Un primer plano del ojo de Goreng (Iván Massagué), que pestañea húmedo y recién se abre, está en el comienzo de “El hoyo” y lo que viene a continuación es una explicación, tanto para Goreng, como para los espectadores: ¿qué diantres es ese lugar?
El lugar es una celda amplia para dos personas, el número 48 está grabado en la pared y en el centro, un espacio rectangular por donde apenas cabe una plataforma que desciende con lentitud y sube velozmente.
Trimagasi (Zorion Eguileor) se llama el hombre que acompaña a Goreng y los nombres asignados son extraños y de origen desconocido, acaso creaciones árabes o indonesias, quizás africanas, como Imoguiri, Baharat o Miharu.
Trimagasi es viejo y está enamorado de una palabra, de “obvio”, y eso es justamente lo que le trata de explicar a Goreng: están en el nivel 48 del edificio, digamos clase media, donde las plantas hacia arriba son contables y hacia abajo no se sabe. Se alimentan una vez al día con manjares copiosos y exquisitas viandas que se preparan y sirven en la planta 0, y de ahí la plataforma, con la forma de una mesa, desciende, no está más de dos minutos por celda y continúa bajando hacia el fondo, mientras la comida se consume, escasea y acaba, para que los dos encarcelados por piso, si están en lo de arriba, se hinchen a beber y comer, pero si les toca la mala fortuna de abajo, en esa situación, todo es posible: incluso se podrían comer entre sí.

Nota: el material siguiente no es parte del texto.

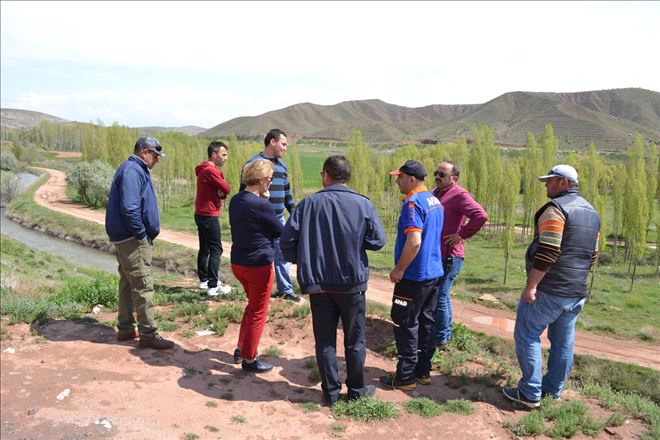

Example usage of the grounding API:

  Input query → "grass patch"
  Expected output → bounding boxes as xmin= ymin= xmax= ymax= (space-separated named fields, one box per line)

xmin=157 ymin=321 xmax=180 ymax=332
xmin=204 ymin=303 xmax=245 ymax=336
xmin=403 ymin=397 xmax=442 ymax=419
xmin=330 ymin=423 xmax=346 ymax=437
xmin=291 ymin=303 xmax=312 ymax=319
xmin=332 ymin=396 xmax=400 ymax=421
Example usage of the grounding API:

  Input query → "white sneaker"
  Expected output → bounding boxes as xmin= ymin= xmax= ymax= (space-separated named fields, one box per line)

xmin=218 ymin=281 xmax=231 ymax=294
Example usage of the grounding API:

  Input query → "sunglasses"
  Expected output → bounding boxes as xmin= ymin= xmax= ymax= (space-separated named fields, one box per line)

xmin=433 ymin=170 xmax=451 ymax=179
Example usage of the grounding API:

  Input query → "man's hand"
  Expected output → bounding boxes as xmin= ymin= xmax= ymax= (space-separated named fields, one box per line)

xmin=442 ymin=232 xmax=463 ymax=246
xmin=390 ymin=267 xmax=403 ymax=283
xmin=520 ymin=287 xmax=536 ymax=304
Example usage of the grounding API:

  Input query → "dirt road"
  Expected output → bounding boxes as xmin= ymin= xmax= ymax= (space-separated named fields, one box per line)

xmin=28 ymin=168 xmax=660 ymax=370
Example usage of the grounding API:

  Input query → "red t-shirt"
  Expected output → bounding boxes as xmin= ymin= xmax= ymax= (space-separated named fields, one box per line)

xmin=195 ymin=161 xmax=231 ymax=217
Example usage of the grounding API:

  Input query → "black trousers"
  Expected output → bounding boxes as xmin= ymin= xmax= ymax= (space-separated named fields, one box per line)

xmin=309 ymin=292 xmax=367 ymax=403
xmin=195 ymin=214 xmax=222 ymax=287
xmin=390 ymin=278 xmax=440 ymax=384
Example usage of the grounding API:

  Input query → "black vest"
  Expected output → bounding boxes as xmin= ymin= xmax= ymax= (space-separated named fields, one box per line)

xmin=525 ymin=188 xmax=600 ymax=298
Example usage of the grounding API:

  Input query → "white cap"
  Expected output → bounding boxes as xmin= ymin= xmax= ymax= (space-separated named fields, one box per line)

xmin=539 ymin=165 xmax=578 ymax=183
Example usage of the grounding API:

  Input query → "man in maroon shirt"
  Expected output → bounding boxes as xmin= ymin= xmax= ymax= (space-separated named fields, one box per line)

xmin=433 ymin=161 xmax=488 ymax=350
xmin=195 ymin=141 xmax=231 ymax=296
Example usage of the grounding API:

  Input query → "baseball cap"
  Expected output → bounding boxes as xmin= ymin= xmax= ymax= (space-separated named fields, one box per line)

xmin=539 ymin=165 xmax=578 ymax=183
xmin=135 ymin=136 xmax=167 ymax=157
xmin=390 ymin=160 xmax=426 ymax=180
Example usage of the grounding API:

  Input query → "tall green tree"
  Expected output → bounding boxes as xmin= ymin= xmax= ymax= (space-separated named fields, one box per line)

xmin=623 ymin=133 xmax=648 ymax=291
xmin=499 ymin=161 xmax=520 ymax=284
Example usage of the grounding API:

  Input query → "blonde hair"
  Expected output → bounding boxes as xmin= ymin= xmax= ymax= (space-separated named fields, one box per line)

xmin=241 ymin=159 xmax=273 ymax=185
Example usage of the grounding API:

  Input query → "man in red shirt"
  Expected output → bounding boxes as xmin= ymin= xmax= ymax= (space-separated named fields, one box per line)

Es un futuro imaginado y sin demasiadas explicaciones de cómo se llega y cómo se sale, y basta saber que después de un mes en una planta, de nuevo se abrirá el ojo de Goreng en primer plano, y la diferencia es que él y los espectadores ya entendieron la lógica y se asume la duda y suspenso: ¿despertará en la planta 6 o en la 202, por decir? ¿Arriba o abajo? Y despierta varias veces. Obvio.
Así avanza la historia, con velocidad de crucero y dentro de un presidio que es del futuro, porque no tiene nombre de cárcel: CVA (Centro Vertical Autogestionado).
“El hoyo” no es una utopía, sino lo contrario: una distopía, un futuro siniestro y oscuro, con bajos costos, diseño de producción muy meritorio y guion ocurrente, sin duda, para unos personajes de nombres extraños que malviven dentro de una estructura rara y rebuscada.
La película, con ese material, monta una alegoría gruesa sobre la condición humana y sus instintos rastreros, donde también aparece la educación en sociedad y la relación con los alimentos y naturaleza, y no faltan los apuntes breves sobre sexo, cultura y religión.
Se diría, entonces, que son como muchos los significados y demasiadas las señales, porque “El hoyo” está en la categoría de las películas que son menos de lo que dejan ver.
No se le puede discutir diseño, ingenio y aire de película juvenil con ketchup, misterio y mensaje, pero tanta papelería y palabrería mejor se conjugan con la palabra adorada por Trimagasi: obvio.
Y habría que agregar: es la vieja ley del gallinero.
España, 2019. Director: Galder Gaztelu-Urrutia. Con: Iván Massagué, Zorion Eguileor, Antonia San Juan. 94 minutos. En Netflix.